Cuda-gdb deadlock in pgi_managed_new

raphael.kuate · November 7, 2023, 2:29pm

I am unable to debug a c++ code compiled with nvc++ for gpu using std::for_each algorithms:
There is a deadlock in memory allocation, I’ve tried to disable unnecessary use of CUDA Unified memory, however some internal use of new operator calls pgi_managed_new in debug mode.
However this probelem occurs with the update of the GPU driver, which now uses cuda 12.1 I didn’t have theses problem when the driver was under CUDA 11, however the old HPC SDK 22 is no longer being supported by the GPU card. I have tried HPC SDK 23.7 and 23.9, and also standalone cuda-gdb 12.3, no success.
Here is a log

Using python library libpython3.6m.so
Reading symbols from build/cmake/lbsolver-gpuDebug-noMPI/build/lbsolver…
(cuda-gdb)
(cuda-gdb) run
Starting program: /odile/home/rkuate/workspace/prolb/lbsolver/gpu/developLast/build/cmake/lbsolver-gpuDebug-noMPI/build/lbsolver -i test_cases/CT01_pulse_uniform/input.txt -d test_cases
[Thread debugging using libthread_db enabled]
Using host libthread_db library “/lib64/libthread_db.so.1”.
^C
Program received signal SIGINT, Interrupt.

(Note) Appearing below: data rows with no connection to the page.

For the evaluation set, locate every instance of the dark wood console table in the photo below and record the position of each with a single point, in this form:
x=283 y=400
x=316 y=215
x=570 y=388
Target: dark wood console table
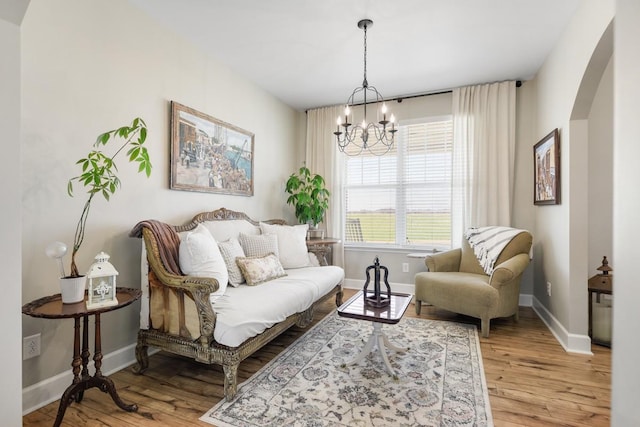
x=357 y=308
x=51 y=307
x=321 y=247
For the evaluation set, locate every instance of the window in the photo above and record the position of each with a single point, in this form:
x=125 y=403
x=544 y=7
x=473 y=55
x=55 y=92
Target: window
x=403 y=199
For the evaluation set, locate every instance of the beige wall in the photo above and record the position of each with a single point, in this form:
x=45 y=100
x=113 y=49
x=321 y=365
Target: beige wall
x=561 y=231
x=89 y=66
x=10 y=303
x=600 y=177
x=626 y=205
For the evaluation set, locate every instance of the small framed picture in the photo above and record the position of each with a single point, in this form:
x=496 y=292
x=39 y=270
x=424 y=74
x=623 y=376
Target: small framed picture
x=546 y=170
x=208 y=154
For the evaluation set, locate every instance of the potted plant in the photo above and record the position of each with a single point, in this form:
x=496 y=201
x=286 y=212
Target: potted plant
x=98 y=175
x=308 y=195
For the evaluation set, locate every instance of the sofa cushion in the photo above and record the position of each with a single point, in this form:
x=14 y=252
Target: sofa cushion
x=230 y=250
x=246 y=311
x=292 y=245
x=200 y=256
x=259 y=245
x=227 y=229
x=258 y=270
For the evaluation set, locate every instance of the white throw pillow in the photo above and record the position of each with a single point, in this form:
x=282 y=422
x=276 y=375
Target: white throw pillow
x=259 y=244
x=199 y=256
x=292 y=243
x=231 y=250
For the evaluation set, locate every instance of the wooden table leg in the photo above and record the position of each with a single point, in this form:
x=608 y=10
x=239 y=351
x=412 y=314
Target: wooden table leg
x=104 y=383
x=77 y=386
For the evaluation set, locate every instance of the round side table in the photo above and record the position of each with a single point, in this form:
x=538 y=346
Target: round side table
x=51 y=307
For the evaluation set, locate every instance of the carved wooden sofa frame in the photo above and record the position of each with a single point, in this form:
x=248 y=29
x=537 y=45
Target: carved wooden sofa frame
x=204 y=348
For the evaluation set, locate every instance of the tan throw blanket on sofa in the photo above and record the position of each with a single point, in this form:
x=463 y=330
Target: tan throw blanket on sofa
x=168 y=239
x=488 y=243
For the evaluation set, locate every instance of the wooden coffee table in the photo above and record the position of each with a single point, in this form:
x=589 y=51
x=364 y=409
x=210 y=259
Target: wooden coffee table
x=356 y=308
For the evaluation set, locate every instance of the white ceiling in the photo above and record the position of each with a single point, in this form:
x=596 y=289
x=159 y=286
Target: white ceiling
x=309 y=53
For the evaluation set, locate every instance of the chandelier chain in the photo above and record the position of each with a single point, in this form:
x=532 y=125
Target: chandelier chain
x=365 y=83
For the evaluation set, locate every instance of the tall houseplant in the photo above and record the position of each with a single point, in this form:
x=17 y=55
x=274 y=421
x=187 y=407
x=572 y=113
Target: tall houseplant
x=98 y=174
x=308 y=195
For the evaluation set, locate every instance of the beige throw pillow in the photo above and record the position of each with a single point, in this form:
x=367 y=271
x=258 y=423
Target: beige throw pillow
x=258 y=270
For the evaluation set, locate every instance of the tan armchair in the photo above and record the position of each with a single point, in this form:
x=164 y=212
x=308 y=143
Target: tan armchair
x=457 y=282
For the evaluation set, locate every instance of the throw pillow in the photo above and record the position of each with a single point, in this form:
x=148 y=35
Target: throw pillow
x=258 y=270
x=259 y=244
x=292 y=244
x=199 y=256
x=230 y=250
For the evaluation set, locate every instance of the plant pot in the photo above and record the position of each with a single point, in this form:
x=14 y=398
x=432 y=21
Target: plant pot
x=72 y=289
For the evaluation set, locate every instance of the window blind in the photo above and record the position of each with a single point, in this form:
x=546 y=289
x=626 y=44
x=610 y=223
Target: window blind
x=403 y=199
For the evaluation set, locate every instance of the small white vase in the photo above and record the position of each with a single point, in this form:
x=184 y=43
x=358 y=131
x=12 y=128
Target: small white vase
x=72 y=289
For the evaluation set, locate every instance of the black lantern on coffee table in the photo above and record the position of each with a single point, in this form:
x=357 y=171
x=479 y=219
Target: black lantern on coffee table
x=378 y=299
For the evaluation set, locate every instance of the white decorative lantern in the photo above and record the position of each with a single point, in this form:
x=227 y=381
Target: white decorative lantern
x=101 y=283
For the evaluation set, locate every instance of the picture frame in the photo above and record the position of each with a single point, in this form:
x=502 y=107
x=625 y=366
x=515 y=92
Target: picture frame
x=208 y=154
x=546 y=170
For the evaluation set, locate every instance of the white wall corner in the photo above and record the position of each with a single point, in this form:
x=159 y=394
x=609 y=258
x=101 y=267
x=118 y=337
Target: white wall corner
x=572 y=343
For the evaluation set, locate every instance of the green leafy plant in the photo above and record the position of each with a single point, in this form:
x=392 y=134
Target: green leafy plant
x=308 y=195
x=99 y=172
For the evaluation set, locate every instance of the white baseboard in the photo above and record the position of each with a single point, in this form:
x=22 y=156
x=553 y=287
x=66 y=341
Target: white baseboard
x=49 y=390
x=572 y=343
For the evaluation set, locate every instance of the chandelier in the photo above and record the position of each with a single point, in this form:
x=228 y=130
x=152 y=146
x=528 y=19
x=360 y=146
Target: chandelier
x=376 y=136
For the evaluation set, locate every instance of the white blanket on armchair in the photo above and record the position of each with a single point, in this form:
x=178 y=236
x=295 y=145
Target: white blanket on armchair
x=488 y=243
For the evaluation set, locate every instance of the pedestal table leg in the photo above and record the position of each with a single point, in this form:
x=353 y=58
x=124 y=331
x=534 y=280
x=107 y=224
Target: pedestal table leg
x=104 y=383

0x00007ffff48d7e0f in nvompAcquireLock (lock=lock@entry=0x7ffff72e2bb8 <__pgi_uacc_data+72>) at nvomp_lock.h:38
38 nvomp_lock.h: Aucun fichier ou dossier de ce type.
(cuda-gdb) bt
#0 0x00007ffff48d7e0f in nvompAcquireLock (lock=lock@entry=0x7ffff72e2bb8 <__pgi_uacc_data+72>) at nvomp_lock.h:38
#1 __nvomp_acquire_lock (lock=lock@entry=0x7ffff72e2bb8 <__pgi_uacc_data+72>) at nvomp_lock.c:17
#2 0x00007ffff70b9a9d in __pgi_uacc_enumerate () at …/…/src/init.c:579
#3 __pgi_uacc_initialize () at …/…/src/init.c:693
#4 0x00007ffff693116c in do_managed_new (n=23, func_name=0x7ffff6932b58 “new”) at …/…/src/cuda_managed_new.cpp:59
#5 0x00007ffff6930e44 in __pgi_managed_new (n=23) at …/…/src/cuda_managed_new.cpp:153
#6 0x0000000000d3f549 in allocate (this=0x7fffffff8b28, __n=23, _T567_39031=0x0)

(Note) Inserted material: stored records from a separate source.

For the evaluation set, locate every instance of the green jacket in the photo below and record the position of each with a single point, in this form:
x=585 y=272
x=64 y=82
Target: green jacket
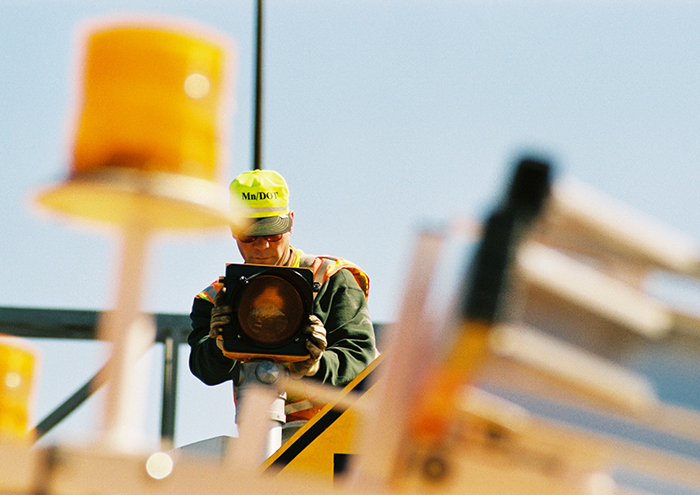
x=342 y=307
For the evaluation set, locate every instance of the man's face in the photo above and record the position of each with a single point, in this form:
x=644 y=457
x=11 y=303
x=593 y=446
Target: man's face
x=264 y=252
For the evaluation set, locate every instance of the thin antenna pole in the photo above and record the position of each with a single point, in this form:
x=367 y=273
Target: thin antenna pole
x=257 y=135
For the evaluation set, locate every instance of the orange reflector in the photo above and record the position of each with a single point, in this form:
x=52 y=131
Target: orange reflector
x=271 y=310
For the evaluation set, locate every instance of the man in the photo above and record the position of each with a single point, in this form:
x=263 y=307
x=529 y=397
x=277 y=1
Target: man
x=340 y=335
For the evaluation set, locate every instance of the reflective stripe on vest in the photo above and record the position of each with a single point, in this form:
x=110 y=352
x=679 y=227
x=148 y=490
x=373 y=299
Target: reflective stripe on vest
x=209 y=294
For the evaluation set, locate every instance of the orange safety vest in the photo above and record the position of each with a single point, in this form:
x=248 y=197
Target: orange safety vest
x=323 y=267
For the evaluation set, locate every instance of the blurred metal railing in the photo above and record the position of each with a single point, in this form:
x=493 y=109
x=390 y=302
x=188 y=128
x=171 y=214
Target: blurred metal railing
x=171 y=331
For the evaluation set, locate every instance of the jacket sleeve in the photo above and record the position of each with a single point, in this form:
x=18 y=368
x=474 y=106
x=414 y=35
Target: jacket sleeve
x=206 y=360
x=342 y=307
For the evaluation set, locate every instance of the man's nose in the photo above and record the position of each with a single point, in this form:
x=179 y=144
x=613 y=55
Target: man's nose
x=261 y=242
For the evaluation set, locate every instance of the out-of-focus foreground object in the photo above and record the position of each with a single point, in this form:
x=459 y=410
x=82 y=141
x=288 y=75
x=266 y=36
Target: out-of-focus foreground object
x=18 y=364
x=147 y=155
x=149 y=128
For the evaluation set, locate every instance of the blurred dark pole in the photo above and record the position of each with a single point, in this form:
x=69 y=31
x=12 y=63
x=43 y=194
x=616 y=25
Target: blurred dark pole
x=257 y=133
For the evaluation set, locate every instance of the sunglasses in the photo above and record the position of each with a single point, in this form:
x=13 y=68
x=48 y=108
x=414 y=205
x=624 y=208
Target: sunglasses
x=246 y=239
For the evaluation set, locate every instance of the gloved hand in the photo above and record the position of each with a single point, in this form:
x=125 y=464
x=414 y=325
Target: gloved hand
x=316 y=343
x=220 y=316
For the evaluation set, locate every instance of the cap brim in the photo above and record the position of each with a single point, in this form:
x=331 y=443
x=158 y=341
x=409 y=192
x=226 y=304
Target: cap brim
x=270 y=226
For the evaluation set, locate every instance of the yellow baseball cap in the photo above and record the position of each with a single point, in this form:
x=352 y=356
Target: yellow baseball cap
x=264 y=197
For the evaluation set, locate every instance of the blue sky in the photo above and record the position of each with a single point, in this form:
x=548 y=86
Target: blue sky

at /usr/lib/gcc/x86_64-redhat-linux/8/…/…/…/…/include/c++/8/ext/new_allocator.h:111
#7 0x0000000000d10ee9 in allocate (__a=…, __n=23) at /usr/lib/gcc/x86_64-redhat-linux/8/…/…/…/…/include/c++/8/bits/alloc_traits.h:436
#8 0x0000000000d2bb6e in _M_create (this=0x7fffffff8b28, __capacity=0x7fffffff8a88, __old_capacity=0)
at /usr/lib/gcc/x86_64-redhat-linux/8/…/…/…/…/include/c++/8/bits/basic_string.tcc:153
#9 0x0000000000d2d704 in _M_construct (this=0x7fffffff8b28, __beg=0x5353140 “SystemCategories.proto”, __end=0x5353156 “”, _T13_38380=…)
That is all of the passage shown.